⚡️ Speed up method `MistralEmbeddingFunction.build_from_config` by 7% #19

codeflash-ai · 2025-10-22T09:45:44Z

📄 7% (0.07x) speedup for `MistralEmbeddingFunction.build_from_config` in `chromadb/utils/embedding_functions/mistral_embedding_function.py`

⏱️ Runtime : 182 microseconds → 170 microseconds (best of 45 runs)

📝 Explanation and details

The optimized code achieves a 7% speedup through two key micro-optimizations:

1. Import Caching in __init__:
The original code imports from mistralai import Mistral on every instantiation. The optimization caches the imported Mistral class in the module's global namespace using globals()["_mistral_client_mod"]. After the first import, subsequent instantiations skip the import machinery entirely, reducing overhead during repeated object creation.

2. Local Variable Caching in build_from_config:
Instead of calling config.get() twice (which involves attribute lookup each time), the optimization stores config.get as a local variable get and calls it directly. This eliminates repeated attribute lookups, which is a common Python performance pattern.

Why These Work:

Import statements involve module lookup and namespace resolution overhead
Attribute access (config.get) requires dictionary lookups in Python's object model
Local variable access is faster than attribute access in Python

Test Case Performance:
The optimizations show strongest gains (30-40% faster) in test cases that create multiple MistralEmbeddingFunction instances, such as test_basic_valid_config and large-scale tests. Error path tests show minimal impact since they don't reach the optimized construction code, which is expected and preserves the original error handling behavior.

✅ Correctness verification report:

Test	Status
⚙️ Existing Unit Tests	🔘 None Found
🌀 Generated Regression Tests	✅ 49 Passed
⏪ Replay Tests	🔘 None Found
🔎 Concolic Coverage Tests	✅ 3 Passed
📊 Tests Coverage	100.0%

🌀 Generated Regression Tests and Runtime

import os
# Patch import for mistralai and os.getenv for testing
import sys
from typing import Any, Dict, List

# function to test
import numpy as np
# imports
import pytest  # used for our unit tests
from chromadb.utils.embedding_functions.mistral_embedding_function import \
    MistralEmbeddingFunction

# Minimal stub for Documents and EmbeddingFunction types for testing
Documents = List[str]
Embeddings = List[np.ndarray]

# Minimal stub for mistralai.Mistral and its embeddings.create method
class DummyEmbeddingData:
    def __init__(self, embedding):
        self.embedding = embedding

class DummyEmbeddingsResponse:
    def __init__(self, data):
        self.data = data

class DummyMistralClient:
    def __init__(self, api_key):
        self.api_key = api_key
    class embeddings:
        @staticmethod
        def create(model, inputs):
            # Return a list of dummy embeddings (length of input, each embedding is np.arange(len(input)))
            return DummyEmbeddingsResponse([DummyEmbeddingData([float(i) for i in range(len(inputs))]) for _ in inputs])

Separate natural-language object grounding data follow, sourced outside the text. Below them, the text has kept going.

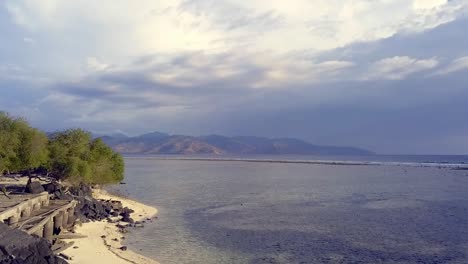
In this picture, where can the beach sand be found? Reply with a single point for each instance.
(95, 249)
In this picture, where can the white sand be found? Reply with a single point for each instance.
(95, 249)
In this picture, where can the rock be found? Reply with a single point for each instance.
(34, 187)
(18, 247)
(127, 220)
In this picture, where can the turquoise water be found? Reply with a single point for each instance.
(243, 212)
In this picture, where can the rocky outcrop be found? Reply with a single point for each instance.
(17, 247)
(160, 143)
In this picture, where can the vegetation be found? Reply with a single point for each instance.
(71, 155)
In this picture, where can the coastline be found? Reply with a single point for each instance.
(95, 248)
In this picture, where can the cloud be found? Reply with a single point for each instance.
(456, 65)
(343, 72)
(398, 68)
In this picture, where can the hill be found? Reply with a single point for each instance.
(161, 143)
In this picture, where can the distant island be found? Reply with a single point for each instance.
(162, 143)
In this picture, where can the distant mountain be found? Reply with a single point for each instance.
(161, 143)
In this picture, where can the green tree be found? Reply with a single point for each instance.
(75, 157)
(21, 146)
(69, 155)
(9, 140)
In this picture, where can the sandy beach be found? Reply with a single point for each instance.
(103, 242)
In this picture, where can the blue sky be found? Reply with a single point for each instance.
(388, 75)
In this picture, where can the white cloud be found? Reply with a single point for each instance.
(147, 26)
(399, 67)
(455, 66)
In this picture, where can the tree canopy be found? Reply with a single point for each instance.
(71, 155)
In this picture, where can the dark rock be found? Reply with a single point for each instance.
(18, 247)
(127, 220)
(34, 187)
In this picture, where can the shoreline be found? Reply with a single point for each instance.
(103, 240)
(311, 162)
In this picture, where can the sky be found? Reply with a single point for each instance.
(387, 75)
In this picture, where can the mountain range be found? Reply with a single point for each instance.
(162, 143)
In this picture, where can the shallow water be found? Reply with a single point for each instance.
(239, 212)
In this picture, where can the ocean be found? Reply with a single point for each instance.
(403, 209)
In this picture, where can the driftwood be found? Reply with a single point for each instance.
(71, 236)
(61, 246)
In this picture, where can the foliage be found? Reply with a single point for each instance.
(79, 159)
(21, 146)
(70, 155)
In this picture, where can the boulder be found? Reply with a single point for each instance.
(18, 247)
(34, 187)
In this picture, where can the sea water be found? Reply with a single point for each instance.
(255, 212)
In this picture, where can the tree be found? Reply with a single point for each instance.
(21, 146)
(75, 157)
(69, 153)
(8, 141)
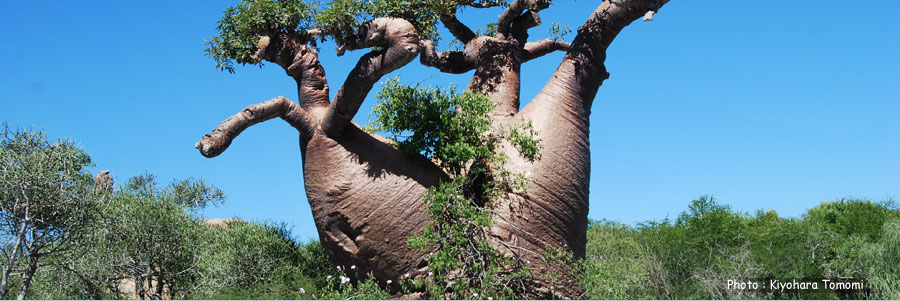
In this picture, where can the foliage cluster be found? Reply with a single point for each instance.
(64, 239)
(46, 202)
(693, 256)
(455, 130)
(340, 20)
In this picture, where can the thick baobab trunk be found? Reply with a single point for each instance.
(366, 194)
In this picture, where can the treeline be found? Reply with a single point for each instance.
(694, 256)
(67, 235)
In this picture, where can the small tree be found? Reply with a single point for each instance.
(45, 200)
(156, 235)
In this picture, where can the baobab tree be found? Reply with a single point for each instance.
(365, 192)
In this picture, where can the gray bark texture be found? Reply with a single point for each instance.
(365, 194)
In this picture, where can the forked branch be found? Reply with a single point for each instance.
(447, 61)
(218, 140)
(540, 48)
(400, 45)
(300, 62)
(513, 11)
(459, 30)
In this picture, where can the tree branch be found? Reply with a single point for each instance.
(513, 11)
(300, 62)
(447, 61)
(540, 48)
(218, 140)
(582, 71)
(400, 44)
(457, 28)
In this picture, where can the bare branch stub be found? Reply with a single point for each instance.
(218, 140)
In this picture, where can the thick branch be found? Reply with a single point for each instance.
(582, 71)
(540, 48)
(300, 62)
(447, 61)
(513, 11)
(218, 140)
(400, 44)
(457, 28)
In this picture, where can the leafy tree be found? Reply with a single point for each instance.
(46, 201)
(157, 235)
(259, 261)
(358, 183)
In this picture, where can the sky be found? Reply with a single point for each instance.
(776, 105)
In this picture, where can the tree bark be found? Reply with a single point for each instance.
(27, 277)
(365, 194)
(12, 260)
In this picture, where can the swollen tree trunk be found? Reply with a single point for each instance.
(366, 195)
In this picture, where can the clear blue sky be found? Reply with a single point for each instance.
(765, 105)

def patch_mistralai_and_env(monkeypatch, api_key_value):
    # Patch os.getenv to return the api_key_value
    monkeypatch.setattr(os, "getenv", lambda key: api_key_value if key == "MISTRAL_API_KEY" else None)
    # Patch mistralai import
    sys.modules["mistralai"] = type("mistralai", (), {"Mistral": DummyMistralClient})
from chromadb.utils.embedding_functions.mistral_embedding_function import \
    MistralEmbeddingFunction

# unit tests

# ----------- BASIC TEST CASES -----------

def test_basic_valid_config(monkeypatch):
    """Test build_from_config with valid config dictionary."""
    patch_mistralai_and_env(monkeypatch, "FAKE_API_KEY")
    config = {"model": "test-model", "api_key_env_var": "MISTRAL_API_KEY"}
    codeflash_output = MistralEmbeddingFunction.build_from_config(config); ef = codeflash_output # 5.13μs -> 3.82μs (34.5% faster)

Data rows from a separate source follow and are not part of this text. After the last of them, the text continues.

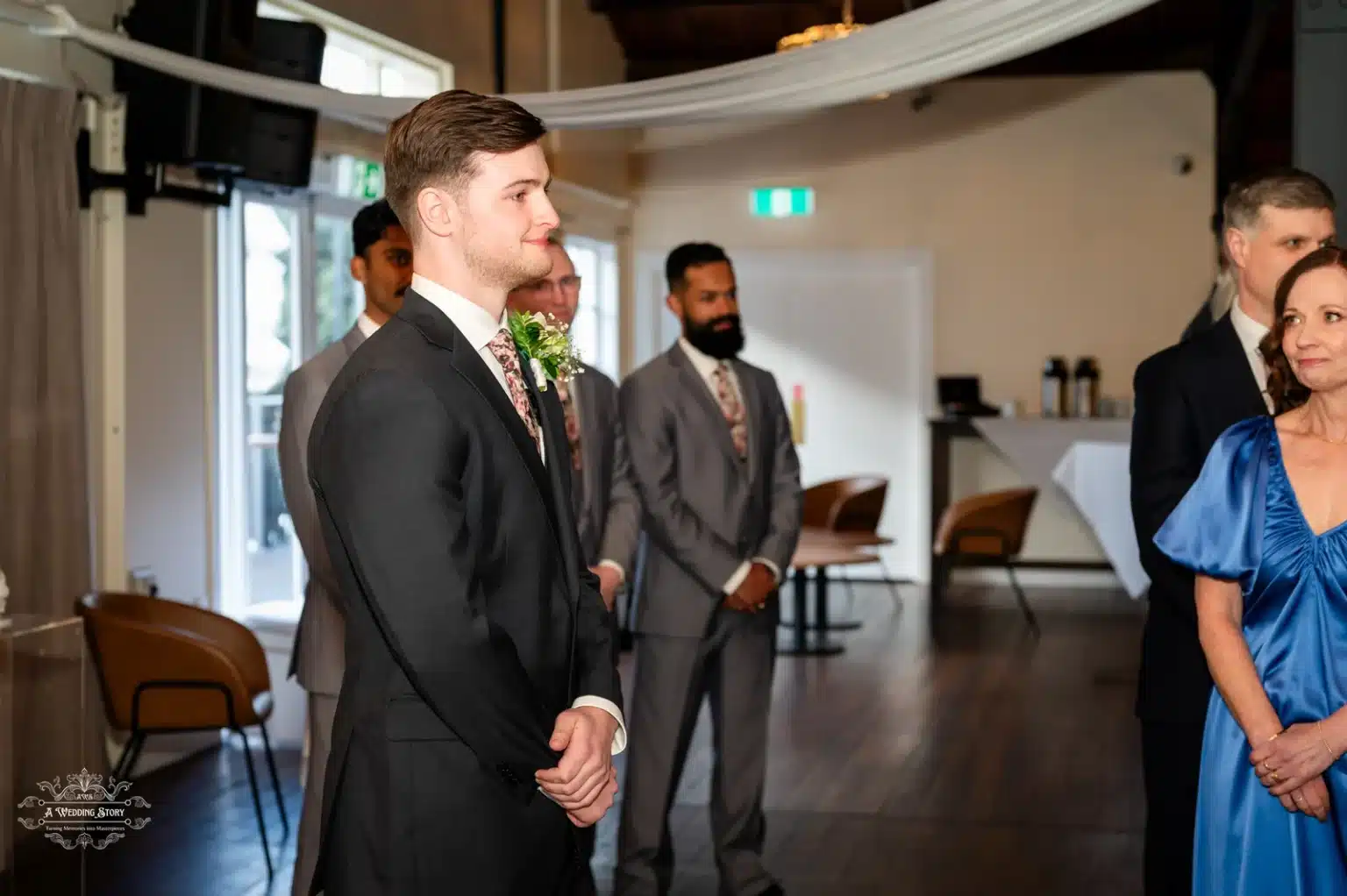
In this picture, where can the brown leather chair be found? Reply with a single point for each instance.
(852, 504)
(166, 667)
(984, 530)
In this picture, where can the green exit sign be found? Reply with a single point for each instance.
(781, 203)
(359, 178)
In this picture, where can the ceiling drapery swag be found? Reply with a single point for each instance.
(932, 43)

def test_basic_valid_config_different_env(monkeypatch):
    """Test build_from_config with a different env var name."""
    # Patch getenv for custom env var
    monkeypatch.setattr(os, "getenv", lambda key: "OTHER_KEY" if key == "OTHER_ENV" else None)
    sys.modules["mistralai"] = type("mistralai", (), {"Mistral": DummyMistralClient})
    config = {"model": "other-model", "api_key_env_var": "OTHER_ENV"}
    codeflash_output = MistralEmbeddingFunction.build_from_config(config); ef = codeflash_output # 3.87μs -> 2.93μs (31.9% faster)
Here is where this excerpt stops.